Astronomers are unsure what to make of a newly discovered flying saucer structure circling a distant star. The protoplanetary disc is circling a young star known as 2MASS J16281370-2431391, found within the Rho Ophiuchi star-forming region roughly 400 light-years from Earth’s solar system. As seen from Earth, the disd resembles a typical representation of a flying saucer.
The particularly unusual thing about this disc is that it is cold. So cold that it doesn’t meet current planetary formation models. It appears as a glowing halo with a dark band in the middle. It is the dark band that leads to the surprise.
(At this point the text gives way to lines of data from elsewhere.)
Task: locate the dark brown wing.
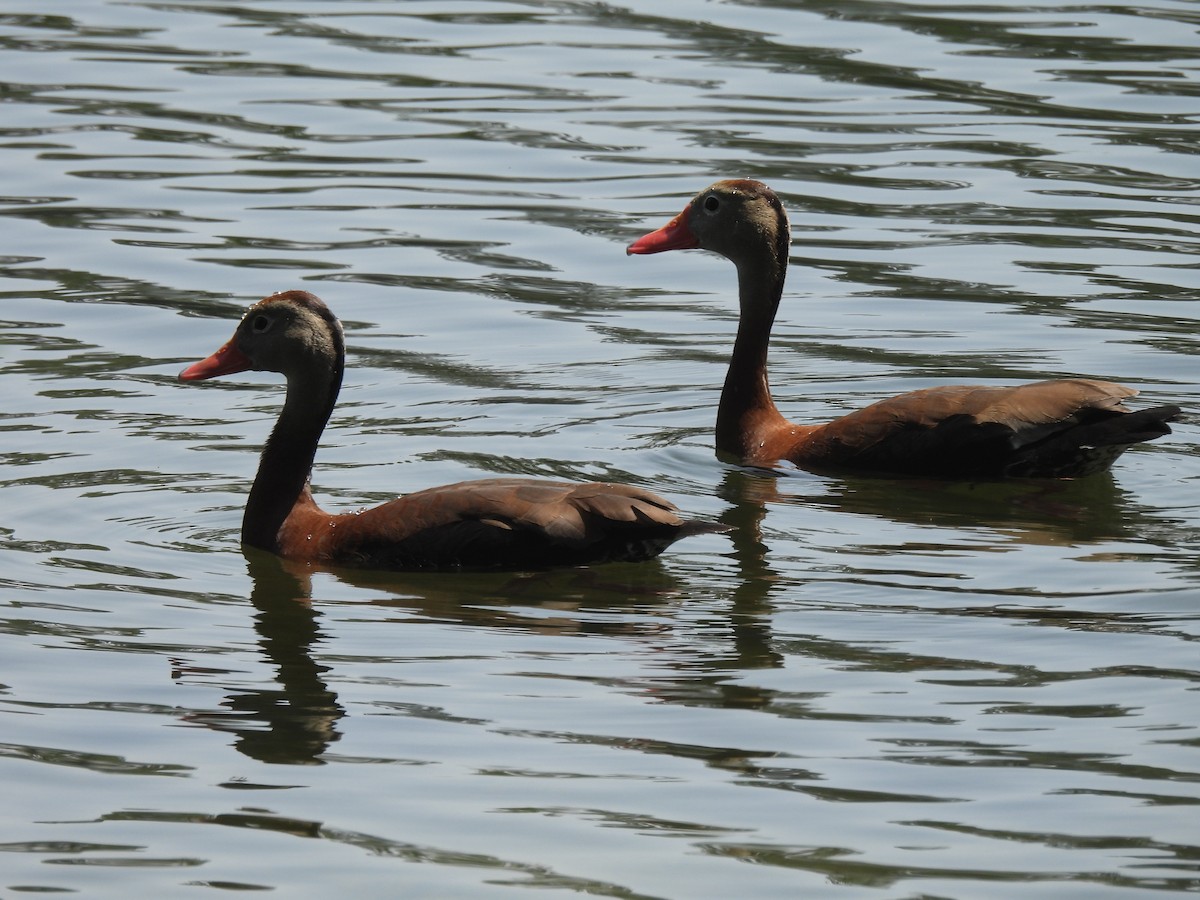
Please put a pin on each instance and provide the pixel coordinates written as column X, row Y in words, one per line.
column 514, row 523
column 1045, row 430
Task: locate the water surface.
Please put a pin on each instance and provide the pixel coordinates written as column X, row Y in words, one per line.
column 873, row 688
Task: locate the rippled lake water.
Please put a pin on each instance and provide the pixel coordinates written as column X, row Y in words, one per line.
column 871, row 688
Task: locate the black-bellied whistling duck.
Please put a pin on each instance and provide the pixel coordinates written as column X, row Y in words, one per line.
column 492, row 523
column 1061, row 429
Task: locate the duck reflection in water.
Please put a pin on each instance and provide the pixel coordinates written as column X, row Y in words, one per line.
column 294, row 720
column 297, row 717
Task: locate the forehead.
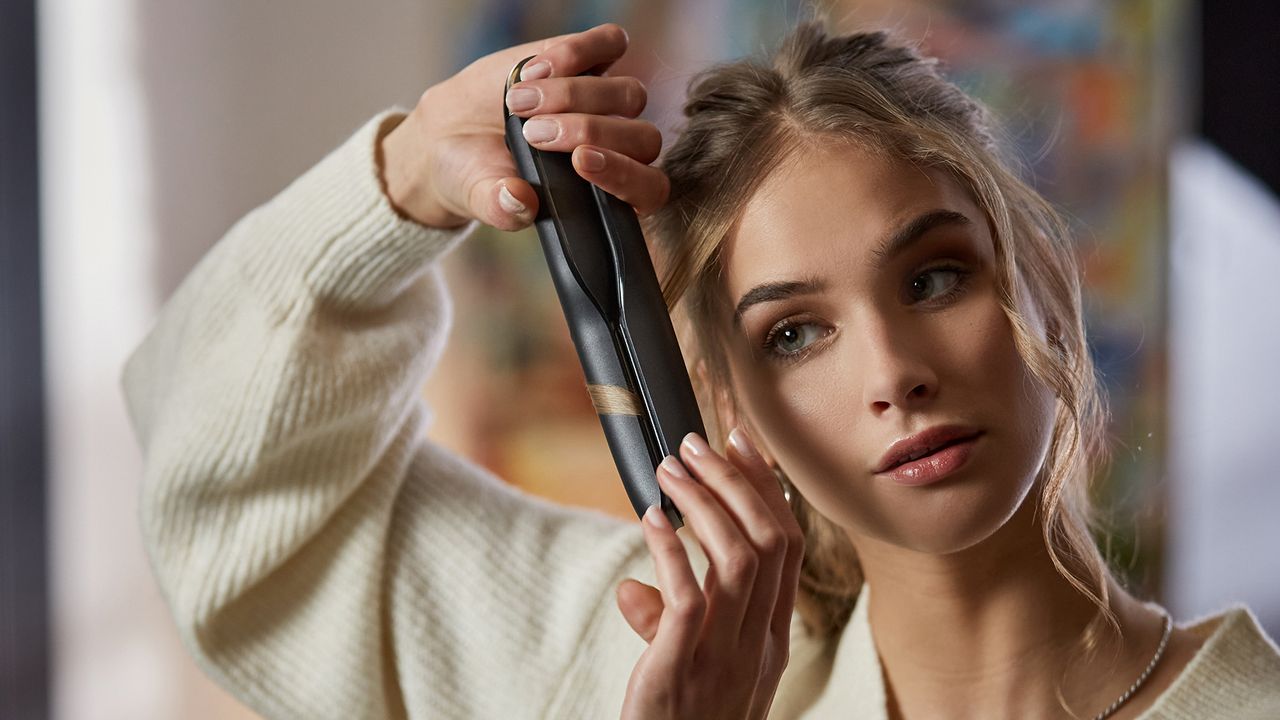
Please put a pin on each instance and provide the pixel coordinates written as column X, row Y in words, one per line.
column 827, row 208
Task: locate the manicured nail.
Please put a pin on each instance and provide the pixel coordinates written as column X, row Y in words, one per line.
column 657, row 518
column 540, row 130
column 522, row 99
column 535, row 72
column 508, row 203
column 741, row 442
column 673, row 468
column 695, row 443
column 593, row 160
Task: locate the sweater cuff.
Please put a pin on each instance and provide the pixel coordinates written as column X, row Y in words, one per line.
column 336, row 224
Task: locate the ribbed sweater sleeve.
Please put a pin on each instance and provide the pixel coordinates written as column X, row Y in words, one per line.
column 319, row 555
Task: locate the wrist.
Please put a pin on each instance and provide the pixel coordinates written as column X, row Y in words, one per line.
column 401, row 171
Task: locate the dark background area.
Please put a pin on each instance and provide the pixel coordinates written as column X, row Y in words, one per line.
column 1240, row 89
column 23, row 545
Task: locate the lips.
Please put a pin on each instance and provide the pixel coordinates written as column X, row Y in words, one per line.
column 923, row 443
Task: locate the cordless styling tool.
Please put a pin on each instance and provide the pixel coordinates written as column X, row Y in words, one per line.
column 618, row 320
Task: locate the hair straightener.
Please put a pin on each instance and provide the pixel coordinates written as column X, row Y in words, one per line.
column 618, row 320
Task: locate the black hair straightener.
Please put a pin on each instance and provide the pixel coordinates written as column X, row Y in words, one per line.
column 616, row 314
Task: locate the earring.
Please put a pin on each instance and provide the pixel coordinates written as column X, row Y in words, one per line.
column 784, row 482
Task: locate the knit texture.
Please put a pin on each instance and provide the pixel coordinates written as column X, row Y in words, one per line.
column 324, row 559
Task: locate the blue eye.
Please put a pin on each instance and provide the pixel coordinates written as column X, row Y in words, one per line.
column 936, row 283
column 787, row 338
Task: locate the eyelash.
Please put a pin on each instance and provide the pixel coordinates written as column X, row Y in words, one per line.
column 790, row 358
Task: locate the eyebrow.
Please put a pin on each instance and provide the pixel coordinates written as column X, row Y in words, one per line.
column 888, row 249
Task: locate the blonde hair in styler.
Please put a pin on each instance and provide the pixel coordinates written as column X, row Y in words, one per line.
column 615, row 400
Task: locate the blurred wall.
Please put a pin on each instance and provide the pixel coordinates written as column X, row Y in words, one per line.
column 161, row 124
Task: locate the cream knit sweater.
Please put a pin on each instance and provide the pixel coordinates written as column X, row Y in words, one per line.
column 323, row 559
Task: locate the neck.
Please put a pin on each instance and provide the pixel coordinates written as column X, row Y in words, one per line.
column 990, row 632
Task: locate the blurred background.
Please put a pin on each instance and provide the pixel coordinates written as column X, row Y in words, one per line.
column 133, row 133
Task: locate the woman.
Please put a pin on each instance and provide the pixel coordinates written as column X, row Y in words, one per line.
column 877, row 300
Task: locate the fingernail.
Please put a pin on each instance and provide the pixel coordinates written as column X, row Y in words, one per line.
column 540, row 130
column 673, row 468
column 657, row 518
column 508, row 203
column 593, row 160
column 695, row 443
column 535, row 72
column 522, row 99
column 741, row 442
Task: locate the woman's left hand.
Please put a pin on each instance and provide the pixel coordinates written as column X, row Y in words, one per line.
column 718, row 651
Stephane Guilloteau, lead astronomer in the study, who is from the Laboratoire d’Astrophysique de Bordeaux in France, says that the disc is seen in silhouette in front of the glow of the Rho Ophiuchi Nebrula. The disc absorbs the diffuse glow of the nebula, resulting in a negative signal that means that parts of the disc are colder than the background. “The Earth is quite literally in the shadow of the Flying Saucer!”
Another anomaly is that planetary discs typically form at various angles with respect to the sun. However, this body appears edge-on from Earth, which has earned it the nickname Flying Saucer.
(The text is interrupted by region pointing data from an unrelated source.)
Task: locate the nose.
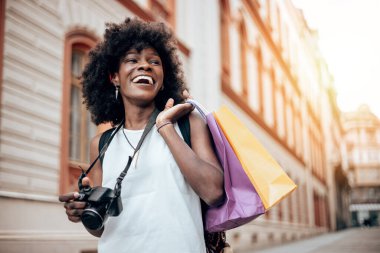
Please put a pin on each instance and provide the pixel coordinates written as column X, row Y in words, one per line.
column 144, row 66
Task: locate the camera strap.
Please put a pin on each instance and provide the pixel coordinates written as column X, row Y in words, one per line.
column 148, row 127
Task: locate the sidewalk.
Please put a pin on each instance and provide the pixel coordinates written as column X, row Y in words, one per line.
column 354, row 240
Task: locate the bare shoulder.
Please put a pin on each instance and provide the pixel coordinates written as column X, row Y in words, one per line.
column 94, row 143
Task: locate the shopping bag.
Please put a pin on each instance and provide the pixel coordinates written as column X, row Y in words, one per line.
column 269, row 179
column 242, row 203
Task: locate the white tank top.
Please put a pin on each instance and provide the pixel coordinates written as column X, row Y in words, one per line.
column 161, row 212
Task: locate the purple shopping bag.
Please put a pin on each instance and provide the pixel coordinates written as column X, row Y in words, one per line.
column 242, row 203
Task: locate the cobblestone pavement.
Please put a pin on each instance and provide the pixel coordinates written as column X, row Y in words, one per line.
column 354, row 240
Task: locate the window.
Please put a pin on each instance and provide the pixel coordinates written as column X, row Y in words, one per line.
column 77, row 128
column 164, row 11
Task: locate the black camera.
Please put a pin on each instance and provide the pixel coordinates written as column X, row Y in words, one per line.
column 101, row 203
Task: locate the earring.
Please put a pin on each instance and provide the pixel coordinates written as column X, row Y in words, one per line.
column 116, row 91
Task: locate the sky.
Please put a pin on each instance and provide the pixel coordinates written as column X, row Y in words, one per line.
column 349, row 39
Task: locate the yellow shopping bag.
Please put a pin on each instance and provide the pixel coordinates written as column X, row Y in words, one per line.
column 269, row 179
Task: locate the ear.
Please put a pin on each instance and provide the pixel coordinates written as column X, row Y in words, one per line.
column 115, row 78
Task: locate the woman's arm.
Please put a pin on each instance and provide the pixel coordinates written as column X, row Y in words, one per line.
column 96, row 174
column 74, row 209
column 198, row 164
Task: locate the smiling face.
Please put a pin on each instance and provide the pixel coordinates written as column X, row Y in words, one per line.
column 140, row 76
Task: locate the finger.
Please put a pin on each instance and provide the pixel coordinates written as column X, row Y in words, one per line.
column 75, row 205
column 74, row 218
column 169, row 103
column 68, row 196
column 85, row 181
column 186, row 94
column 74, row 212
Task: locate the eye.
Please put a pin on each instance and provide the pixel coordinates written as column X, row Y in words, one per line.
column 130, row 60
column 155, row 62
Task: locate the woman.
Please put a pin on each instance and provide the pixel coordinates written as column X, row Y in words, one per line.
column 131, row 73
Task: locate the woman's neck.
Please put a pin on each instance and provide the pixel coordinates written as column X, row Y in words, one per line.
column 137, row 117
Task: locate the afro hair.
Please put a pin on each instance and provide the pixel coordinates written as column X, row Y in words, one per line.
column 104, row 62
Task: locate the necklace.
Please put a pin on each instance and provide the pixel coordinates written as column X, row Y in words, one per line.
column 130, row 144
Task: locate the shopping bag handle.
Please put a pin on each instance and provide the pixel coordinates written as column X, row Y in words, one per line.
column 199, row 107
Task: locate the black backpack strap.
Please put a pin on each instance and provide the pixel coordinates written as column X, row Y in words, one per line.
column 103, row 140
column 184, row 126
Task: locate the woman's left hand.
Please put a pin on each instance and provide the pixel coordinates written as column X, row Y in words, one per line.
column 172, row 112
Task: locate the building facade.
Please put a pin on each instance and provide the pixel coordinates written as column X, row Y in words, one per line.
column 257, row 57
column 362, row 140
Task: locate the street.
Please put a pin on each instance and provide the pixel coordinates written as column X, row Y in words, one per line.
column 355, row 240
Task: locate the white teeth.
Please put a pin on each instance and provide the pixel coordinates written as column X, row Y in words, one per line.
column 138, row 78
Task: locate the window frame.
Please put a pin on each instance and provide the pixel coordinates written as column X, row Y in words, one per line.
column 82, row 40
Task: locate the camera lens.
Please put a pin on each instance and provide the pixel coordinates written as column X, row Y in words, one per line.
column 91, row 219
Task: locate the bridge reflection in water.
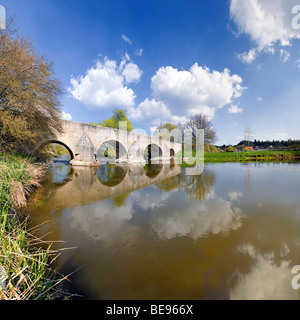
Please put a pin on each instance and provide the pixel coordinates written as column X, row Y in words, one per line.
column 78, row 185
column 151, row 232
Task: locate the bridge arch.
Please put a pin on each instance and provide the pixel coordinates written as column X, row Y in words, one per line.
column 45, row 143
column 112, row 149
column 152, row 151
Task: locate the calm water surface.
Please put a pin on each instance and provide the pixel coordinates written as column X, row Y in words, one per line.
column 151, row 232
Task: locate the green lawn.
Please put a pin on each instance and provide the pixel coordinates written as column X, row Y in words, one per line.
column 251, row 156
column 24, row 270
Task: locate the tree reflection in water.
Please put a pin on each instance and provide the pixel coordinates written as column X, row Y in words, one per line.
column 199, row 187
column 111, row 175
column 152, row 170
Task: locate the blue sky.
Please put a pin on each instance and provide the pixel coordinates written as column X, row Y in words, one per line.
column 235, row 60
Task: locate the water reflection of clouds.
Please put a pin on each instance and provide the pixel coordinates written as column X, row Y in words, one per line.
column 196, row 220
column 99, row 221
column 267, row 279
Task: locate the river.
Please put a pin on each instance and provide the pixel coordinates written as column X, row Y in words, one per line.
column 152, row 232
Guilloteau’s team measured the grains of dust in the Flying Saucer, which are approximately one millimeter across, and found that they have a low temperature of 7 degrees above absolute zero, -266 degrees Celsius. As the system matures the grains will eventually go on to form planets, but current models indicate that the dust should be warmer – at least 10 to 15 degrees above absolute zero. In the field of planetary formation the temperature difference is huge.
Dust temperature in protoplanetary discs can have a great impact on the size and developmental characteristics of new planets. Cooler dust can lead to larger planets closer to the parent star.
More studies of protoplanetary discs are needed to determine whether the newly discovered temperature versus particle size trend is typical in planet-forming systems.